Right now there are bugs in the Makefile dependencies ./autogen.sh --enable-gtk-doc make -j2 ... make[2]: Entering directory `/xxx/docs' Making all in api make[3]: Entering directory `/xxx/docs/api' make[3]: *** No rule to make target `xxx-docs.sgml', needed by `html-build.stamp'. Stop. make[3]: *** Waiting for unfinished jobs.... make[3]: Leaving directory `/xxx/docs/api' make[2]: *** [all-recursive] Error 1 make[2]: Leaving directory `/xxx/docs'
*** Bug 592355 has been marked as a duplicate of this bug. ***
This change fixes parallel builds for me - not sure if it is correct though diff --git a/tests/gtk-doc.make b/tests/gtk-doc.make index 61a9eac..9d59689 100644 --- a/tests/gtk-doc.make +++ b/tests/gtk-doc.make @@ -102,7 +102,7 @@ sgml-build.stamp: tmpl.stamp $(DOC_MODULE)-sections.txt $(srcdir)/tmpl/*.sgml $( gtkdoc-mkdb --module=$(DOC_MODULE) --source-dir=$(DOC_SOURCE_DIR) --output-format=xml --expand-content-files="$(expand_content_files)" --main-sgml-file=$(DOC_MAIN_SGML_FILE) $(MKDB_OPTIONS) @touch sgml-build.stamp -sgml.stamp: sgml-build.stamp +sgml.stamp $(DOC_MAIN_SGML_FILE): sgml-build.stamp @true #### html ####
when i filed this bug i was thinking more like some way of breaking up the XSL templates so that you can generate the .html output one file at a time. that way you could run multiple html files in parallel. it's probably a fairly substantial change.
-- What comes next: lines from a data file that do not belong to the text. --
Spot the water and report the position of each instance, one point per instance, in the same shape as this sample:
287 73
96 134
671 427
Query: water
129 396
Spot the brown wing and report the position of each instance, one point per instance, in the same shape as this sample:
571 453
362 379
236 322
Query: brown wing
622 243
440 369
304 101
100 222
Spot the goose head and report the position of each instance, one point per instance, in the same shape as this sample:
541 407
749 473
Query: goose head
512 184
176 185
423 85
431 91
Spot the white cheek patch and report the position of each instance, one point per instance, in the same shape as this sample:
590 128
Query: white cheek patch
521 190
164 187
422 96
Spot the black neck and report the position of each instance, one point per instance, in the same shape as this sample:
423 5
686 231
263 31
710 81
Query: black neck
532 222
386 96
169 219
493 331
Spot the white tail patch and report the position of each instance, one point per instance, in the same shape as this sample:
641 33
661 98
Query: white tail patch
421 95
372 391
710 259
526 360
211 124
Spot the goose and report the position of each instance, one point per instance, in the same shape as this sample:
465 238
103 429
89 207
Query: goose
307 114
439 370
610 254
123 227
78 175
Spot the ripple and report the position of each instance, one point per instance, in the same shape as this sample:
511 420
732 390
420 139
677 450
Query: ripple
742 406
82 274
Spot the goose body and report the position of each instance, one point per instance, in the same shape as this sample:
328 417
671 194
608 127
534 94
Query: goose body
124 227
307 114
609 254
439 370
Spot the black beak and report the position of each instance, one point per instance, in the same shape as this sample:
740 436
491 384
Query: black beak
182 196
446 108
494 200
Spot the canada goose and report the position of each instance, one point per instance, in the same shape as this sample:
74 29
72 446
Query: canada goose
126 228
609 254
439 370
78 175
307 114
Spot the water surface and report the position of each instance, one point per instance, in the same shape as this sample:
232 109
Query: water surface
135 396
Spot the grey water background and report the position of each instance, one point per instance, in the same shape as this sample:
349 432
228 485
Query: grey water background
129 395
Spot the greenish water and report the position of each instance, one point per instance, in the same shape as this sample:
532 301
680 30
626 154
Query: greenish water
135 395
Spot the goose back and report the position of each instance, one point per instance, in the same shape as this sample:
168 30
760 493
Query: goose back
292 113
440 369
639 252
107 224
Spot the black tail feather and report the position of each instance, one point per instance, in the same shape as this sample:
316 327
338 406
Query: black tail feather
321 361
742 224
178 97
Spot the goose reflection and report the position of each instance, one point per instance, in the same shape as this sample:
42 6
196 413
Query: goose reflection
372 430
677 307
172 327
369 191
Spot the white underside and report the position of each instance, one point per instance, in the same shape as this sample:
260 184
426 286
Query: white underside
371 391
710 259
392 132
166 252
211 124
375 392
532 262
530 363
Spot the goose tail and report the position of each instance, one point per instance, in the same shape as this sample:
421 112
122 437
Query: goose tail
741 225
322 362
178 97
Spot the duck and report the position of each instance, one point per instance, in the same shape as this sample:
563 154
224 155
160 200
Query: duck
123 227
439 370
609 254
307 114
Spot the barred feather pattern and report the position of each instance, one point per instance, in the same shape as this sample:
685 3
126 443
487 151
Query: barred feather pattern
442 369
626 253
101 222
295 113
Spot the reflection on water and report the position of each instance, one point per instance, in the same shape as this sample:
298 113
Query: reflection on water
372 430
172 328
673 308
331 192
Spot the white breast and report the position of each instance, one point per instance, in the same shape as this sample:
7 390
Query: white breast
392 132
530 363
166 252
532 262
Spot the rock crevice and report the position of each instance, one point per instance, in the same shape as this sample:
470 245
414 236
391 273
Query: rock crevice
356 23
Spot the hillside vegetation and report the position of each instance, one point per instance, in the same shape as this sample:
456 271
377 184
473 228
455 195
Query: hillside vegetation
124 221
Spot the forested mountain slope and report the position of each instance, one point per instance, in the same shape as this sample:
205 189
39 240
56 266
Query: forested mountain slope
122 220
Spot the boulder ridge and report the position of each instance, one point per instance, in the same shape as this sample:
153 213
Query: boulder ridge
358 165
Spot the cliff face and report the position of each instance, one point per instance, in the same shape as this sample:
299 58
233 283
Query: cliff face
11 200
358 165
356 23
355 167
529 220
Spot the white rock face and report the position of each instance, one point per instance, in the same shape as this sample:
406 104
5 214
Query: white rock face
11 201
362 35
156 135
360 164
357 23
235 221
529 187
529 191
> you can generate the .html output one file at a time This would e.g. mean that you have resolve all cross-references in the XML manually, find a way to correctly generate index, toc, etc. without processing the entire document. That's not a `fairly substantial change', that's pretty insane.
Ryan, I have made some attempt regarding this already, but it is quite complex. I wanted to rebuild single html page when the related xml file has changes to avoid rebuilding all files. This can only work under some assumptions: - one has to uses the xi-include indexes (not he xsl generated ones) - there should be no autogenerated ids Getting the makefiles rules right is tricky too. Before we are going there it would still be good to poke the libxml/libxslt people more and tell them we are not satisfied with the performances. E.g. having a means to cache a parsed style sheet could help us (as we can't keep it loaded like webapps do).
There much more assumptions. If the title, indexable stuff (including Since status, added functions, ...), object hierarchy, ..., changes, it is not sufficient to [re]build a single HTML page.
David, if you change one header, gtkdoc-mkdb would rebuild: - one or more xml/<section>.xml files - eventualy also indexes such as xml/{tree_index,api_index,...}.xml In most cases it would be enough to rebuild the html files. If the hierarchy changes, gtkdoc-mkdb would change the xml files of objects that are affected (new prerequisite iface, new object in hierarchy).
The trouble is that at this moment you can use any inference and content generation mechanisms DocBook offers. This will be lost. The processing is inherently global and I don't think is it reasonable to fight this. Consider also the single-page, PDF, man and other processing options... The questions should be: 1) why can't xsltproc itself make use of multiple threads? 2) why it takes so long -- even compared to typical compilation of other DocBook documents? We cannot do much with 1) but maybe we can do something with 2).
I will resubscribe to xml-devel list and try to get some answers.
I renamed the bug as imho there is nothing wrong with our makefile rules. Also a small status update: libxml/libxslt profiling - some functions show up hight in the profile - no easy candidates for optimizations - I tried addings G_LIKELY/UNLIKELY macros for libxml2, but it speeds up by 1% if at all - there is a *lot* of memcpy and strcmp as expected docbook stylesheet - if would be nice to have a mean to generate a variant of the official stylesheets, with customizations preapplied xslt compilers - I tried some xslt compilers, but did not even succeded to built them, old crufty c++ code :/ multithreading - after chunking the outputs could be generated by multiple worker threads (one shared readonly source document, multiple output files). I've asked on libxslt list - no reply.
Closing this now. if we want faster doc build, we need to speedup xslt proc (e.g. make the chunker multithreaded).